Transcriptome and proteome analyses in response to 2-methylhydroquinone and 6-brom-2-vinyl-chroman-4-on reveal different degradation systems involved in the catabolism of aromatic compounds in Bacillus subtilis

Bacillus subtilis is exposed to a variety of antimicrobial compounds in the soil. In this paper, we report on the response of B. subtilis to the fungal-related antimicrobials 6-brom-2-vinyl-chroman-4-on (chromanon) and 2-methylhydroquinone (2-MHQ) using proteome and transcriptome analyses. Chromanon, a derivative of aposphaerins from Aposphaeria species caused predominant protein damage in B. subtilis as indicated by the induction of the HrcA, CtsR, and Spx regulons. The expression profile of the ganomycin-related substance 2-MHQ was similar to that of catechol as reflected by the common induction of the thiol-specific oxidative stress response.

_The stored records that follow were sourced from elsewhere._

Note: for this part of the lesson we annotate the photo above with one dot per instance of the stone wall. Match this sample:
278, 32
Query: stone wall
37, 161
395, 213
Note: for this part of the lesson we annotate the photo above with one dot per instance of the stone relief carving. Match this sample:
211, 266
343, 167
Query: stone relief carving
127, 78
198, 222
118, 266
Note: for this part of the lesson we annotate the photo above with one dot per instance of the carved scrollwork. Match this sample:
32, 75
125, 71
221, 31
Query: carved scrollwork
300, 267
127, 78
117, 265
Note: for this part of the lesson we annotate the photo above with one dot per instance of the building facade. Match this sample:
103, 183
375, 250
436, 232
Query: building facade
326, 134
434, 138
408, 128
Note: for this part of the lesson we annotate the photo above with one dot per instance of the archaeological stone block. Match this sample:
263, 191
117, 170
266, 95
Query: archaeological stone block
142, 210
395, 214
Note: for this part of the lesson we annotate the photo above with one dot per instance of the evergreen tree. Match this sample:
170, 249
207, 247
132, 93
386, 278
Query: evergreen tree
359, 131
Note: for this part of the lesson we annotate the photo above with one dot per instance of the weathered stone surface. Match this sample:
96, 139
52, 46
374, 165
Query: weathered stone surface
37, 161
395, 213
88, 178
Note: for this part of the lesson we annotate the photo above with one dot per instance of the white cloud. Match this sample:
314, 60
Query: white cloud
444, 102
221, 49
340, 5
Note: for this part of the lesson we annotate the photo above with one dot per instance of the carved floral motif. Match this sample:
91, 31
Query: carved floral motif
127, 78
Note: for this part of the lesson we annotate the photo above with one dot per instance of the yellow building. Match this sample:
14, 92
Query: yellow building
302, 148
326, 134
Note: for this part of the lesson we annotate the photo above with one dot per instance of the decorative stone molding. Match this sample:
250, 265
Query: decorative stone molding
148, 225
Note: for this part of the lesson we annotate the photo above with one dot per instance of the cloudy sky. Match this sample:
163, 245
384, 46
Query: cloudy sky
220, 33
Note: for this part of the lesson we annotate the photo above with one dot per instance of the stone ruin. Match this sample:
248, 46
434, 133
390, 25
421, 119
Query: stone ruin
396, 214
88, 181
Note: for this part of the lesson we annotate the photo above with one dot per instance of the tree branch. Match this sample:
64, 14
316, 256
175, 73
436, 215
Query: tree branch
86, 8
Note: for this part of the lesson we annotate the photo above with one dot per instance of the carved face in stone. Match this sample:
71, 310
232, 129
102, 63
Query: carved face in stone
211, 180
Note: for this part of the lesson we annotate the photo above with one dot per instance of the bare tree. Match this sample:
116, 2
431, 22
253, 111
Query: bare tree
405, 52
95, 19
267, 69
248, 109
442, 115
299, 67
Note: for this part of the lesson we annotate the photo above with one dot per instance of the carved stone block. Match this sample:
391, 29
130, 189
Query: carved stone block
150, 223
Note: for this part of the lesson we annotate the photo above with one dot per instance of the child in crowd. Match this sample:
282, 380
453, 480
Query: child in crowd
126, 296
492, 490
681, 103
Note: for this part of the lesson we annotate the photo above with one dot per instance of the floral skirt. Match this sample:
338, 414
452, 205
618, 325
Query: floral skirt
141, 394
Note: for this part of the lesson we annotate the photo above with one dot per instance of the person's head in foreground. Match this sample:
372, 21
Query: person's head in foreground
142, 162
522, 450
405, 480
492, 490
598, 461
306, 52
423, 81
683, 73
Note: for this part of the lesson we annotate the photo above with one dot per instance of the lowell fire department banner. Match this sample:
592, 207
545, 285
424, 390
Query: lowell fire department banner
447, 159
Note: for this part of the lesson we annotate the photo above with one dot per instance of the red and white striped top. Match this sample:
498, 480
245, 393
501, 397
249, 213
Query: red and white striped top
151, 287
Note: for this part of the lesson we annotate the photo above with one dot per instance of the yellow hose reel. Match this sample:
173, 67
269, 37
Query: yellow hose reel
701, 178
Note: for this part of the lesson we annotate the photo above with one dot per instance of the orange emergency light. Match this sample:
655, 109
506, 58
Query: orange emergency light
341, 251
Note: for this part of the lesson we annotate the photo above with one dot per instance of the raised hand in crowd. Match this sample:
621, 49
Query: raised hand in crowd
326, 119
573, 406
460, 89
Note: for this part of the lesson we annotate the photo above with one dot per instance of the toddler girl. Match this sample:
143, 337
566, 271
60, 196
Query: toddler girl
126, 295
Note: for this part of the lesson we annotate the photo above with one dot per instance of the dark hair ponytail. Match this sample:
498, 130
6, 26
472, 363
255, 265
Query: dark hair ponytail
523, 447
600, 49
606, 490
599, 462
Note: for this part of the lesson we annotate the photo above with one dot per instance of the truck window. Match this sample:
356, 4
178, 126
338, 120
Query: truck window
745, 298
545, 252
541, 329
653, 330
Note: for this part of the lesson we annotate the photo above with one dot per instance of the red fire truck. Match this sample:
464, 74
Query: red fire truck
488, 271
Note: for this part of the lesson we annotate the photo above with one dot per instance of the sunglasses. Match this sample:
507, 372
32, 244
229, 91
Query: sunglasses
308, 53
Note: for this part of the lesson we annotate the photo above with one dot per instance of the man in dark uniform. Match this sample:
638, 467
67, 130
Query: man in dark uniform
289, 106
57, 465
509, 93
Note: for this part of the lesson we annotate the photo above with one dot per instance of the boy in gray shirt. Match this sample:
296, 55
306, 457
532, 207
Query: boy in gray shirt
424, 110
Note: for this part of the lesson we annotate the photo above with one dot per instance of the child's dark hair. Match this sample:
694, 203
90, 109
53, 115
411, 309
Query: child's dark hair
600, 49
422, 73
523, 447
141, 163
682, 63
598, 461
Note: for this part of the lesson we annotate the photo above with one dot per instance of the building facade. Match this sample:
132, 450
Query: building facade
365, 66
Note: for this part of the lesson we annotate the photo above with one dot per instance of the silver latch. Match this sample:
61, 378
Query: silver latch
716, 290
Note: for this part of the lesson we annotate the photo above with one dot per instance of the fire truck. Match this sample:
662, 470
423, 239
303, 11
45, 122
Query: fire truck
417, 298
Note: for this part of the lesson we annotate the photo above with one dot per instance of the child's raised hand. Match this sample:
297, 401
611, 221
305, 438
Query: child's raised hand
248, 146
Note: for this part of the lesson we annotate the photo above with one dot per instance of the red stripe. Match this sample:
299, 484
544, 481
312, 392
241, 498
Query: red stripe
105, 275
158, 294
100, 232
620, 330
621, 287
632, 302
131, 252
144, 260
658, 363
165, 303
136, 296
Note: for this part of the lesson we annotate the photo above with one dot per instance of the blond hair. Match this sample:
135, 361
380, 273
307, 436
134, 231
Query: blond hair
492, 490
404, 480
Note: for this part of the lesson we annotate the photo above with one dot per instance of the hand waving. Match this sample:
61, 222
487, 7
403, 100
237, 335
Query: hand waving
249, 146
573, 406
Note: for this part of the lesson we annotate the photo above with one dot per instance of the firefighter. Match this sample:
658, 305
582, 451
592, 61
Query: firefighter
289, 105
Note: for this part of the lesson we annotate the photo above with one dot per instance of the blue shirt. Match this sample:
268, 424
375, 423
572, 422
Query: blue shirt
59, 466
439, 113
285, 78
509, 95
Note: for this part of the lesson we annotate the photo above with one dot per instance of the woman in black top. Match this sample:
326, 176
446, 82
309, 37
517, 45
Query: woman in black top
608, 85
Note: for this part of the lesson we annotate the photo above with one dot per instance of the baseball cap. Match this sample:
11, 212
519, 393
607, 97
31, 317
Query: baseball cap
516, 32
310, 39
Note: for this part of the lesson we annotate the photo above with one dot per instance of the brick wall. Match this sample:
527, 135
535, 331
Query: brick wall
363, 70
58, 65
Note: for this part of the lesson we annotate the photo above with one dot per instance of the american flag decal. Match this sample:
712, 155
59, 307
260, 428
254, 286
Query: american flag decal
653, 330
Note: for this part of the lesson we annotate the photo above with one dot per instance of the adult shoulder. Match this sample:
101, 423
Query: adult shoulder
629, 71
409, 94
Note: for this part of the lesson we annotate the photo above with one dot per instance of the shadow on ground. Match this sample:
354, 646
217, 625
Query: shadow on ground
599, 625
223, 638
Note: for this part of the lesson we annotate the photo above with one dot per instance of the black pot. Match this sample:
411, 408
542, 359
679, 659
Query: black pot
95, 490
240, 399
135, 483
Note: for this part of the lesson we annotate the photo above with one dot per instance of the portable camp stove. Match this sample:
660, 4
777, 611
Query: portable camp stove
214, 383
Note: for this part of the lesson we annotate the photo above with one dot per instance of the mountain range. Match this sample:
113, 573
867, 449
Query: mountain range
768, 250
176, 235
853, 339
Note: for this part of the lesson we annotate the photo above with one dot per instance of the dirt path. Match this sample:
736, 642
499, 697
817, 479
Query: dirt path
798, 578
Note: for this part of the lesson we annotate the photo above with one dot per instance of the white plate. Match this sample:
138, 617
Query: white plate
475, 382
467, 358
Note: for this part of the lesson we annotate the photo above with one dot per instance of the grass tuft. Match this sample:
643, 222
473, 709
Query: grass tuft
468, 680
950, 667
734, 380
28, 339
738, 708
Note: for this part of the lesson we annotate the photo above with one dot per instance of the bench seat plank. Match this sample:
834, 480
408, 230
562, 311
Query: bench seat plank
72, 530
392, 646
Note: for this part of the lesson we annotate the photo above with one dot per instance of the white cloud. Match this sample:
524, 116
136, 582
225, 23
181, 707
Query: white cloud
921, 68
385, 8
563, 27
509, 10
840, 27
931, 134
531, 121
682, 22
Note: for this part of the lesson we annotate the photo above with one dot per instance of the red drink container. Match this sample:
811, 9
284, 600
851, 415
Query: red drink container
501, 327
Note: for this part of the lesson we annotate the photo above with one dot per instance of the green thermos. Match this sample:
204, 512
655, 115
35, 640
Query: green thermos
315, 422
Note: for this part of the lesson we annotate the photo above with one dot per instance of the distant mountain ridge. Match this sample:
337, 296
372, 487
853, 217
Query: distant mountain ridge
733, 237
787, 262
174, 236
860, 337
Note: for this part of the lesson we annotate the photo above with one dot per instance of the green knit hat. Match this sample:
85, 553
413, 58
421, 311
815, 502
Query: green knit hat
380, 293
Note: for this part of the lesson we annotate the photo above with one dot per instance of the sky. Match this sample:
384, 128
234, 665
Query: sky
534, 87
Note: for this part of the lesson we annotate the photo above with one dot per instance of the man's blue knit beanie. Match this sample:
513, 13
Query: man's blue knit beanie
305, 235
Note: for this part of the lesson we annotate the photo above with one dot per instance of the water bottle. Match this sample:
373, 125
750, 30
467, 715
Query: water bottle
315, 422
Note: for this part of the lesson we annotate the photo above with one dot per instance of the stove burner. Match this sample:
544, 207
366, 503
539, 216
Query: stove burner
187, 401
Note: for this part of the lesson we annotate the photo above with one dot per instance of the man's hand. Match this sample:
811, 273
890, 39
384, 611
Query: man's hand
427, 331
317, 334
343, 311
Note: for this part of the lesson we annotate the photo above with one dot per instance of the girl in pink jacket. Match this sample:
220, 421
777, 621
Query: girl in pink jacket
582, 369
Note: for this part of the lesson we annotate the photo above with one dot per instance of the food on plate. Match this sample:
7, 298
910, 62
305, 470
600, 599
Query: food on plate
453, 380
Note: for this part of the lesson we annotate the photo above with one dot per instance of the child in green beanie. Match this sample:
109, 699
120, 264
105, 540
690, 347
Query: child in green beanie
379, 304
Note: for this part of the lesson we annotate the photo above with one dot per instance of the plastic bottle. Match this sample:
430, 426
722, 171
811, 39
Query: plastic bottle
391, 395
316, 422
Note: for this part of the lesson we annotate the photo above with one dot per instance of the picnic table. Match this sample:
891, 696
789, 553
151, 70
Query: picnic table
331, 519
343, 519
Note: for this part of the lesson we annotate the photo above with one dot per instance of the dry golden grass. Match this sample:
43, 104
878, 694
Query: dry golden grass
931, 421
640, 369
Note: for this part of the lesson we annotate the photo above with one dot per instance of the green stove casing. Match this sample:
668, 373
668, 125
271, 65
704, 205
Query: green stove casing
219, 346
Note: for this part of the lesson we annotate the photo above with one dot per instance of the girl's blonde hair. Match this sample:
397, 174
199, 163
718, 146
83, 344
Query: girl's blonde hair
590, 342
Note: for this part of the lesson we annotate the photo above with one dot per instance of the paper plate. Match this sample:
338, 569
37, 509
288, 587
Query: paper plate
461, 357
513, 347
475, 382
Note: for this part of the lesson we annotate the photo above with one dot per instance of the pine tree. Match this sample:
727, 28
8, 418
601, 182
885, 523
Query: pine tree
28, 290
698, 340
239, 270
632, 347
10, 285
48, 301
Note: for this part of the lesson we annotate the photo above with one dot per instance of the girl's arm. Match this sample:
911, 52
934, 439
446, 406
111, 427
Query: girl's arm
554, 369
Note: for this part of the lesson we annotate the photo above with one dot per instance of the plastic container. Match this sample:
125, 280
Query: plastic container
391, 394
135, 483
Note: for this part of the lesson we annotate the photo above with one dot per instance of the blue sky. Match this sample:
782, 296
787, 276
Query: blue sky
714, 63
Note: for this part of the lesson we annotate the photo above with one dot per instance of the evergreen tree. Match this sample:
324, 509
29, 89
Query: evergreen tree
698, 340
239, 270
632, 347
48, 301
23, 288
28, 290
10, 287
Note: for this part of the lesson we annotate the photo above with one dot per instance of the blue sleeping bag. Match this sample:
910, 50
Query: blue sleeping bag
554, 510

Several putative ring-cleavage dioxygenases and oxidoreductases were differentially up-regulated by 2-MHQ, catechol, and chromanon including yfiDE, ydjNOP, yodED, ycnDE, yodC, and ykcA. The nitroreductase encoding yodC gene is induced in response to catechol, 2-MHQ, and chromanon, which depend on the MarR-type repressor YodB. The yfiDE (catDE) operon encodes a catechol-2,3-dioxygenase which is most strongly induced by catechol. The yodED (mhqED), ydjWOP (mhqNOP) operons, and ykcA (mhqA) respond most strongly to 2-MHQ and encode putative hydroquinone-specific extradiol dioxygenases. The ycnDE operon was most strongly induced by chromanon. Mutational analyses revealed that the putative hydroquinone-specific dioxygenases MhqO and MhqA confer resistance to 2-MHQ in B. subtilis.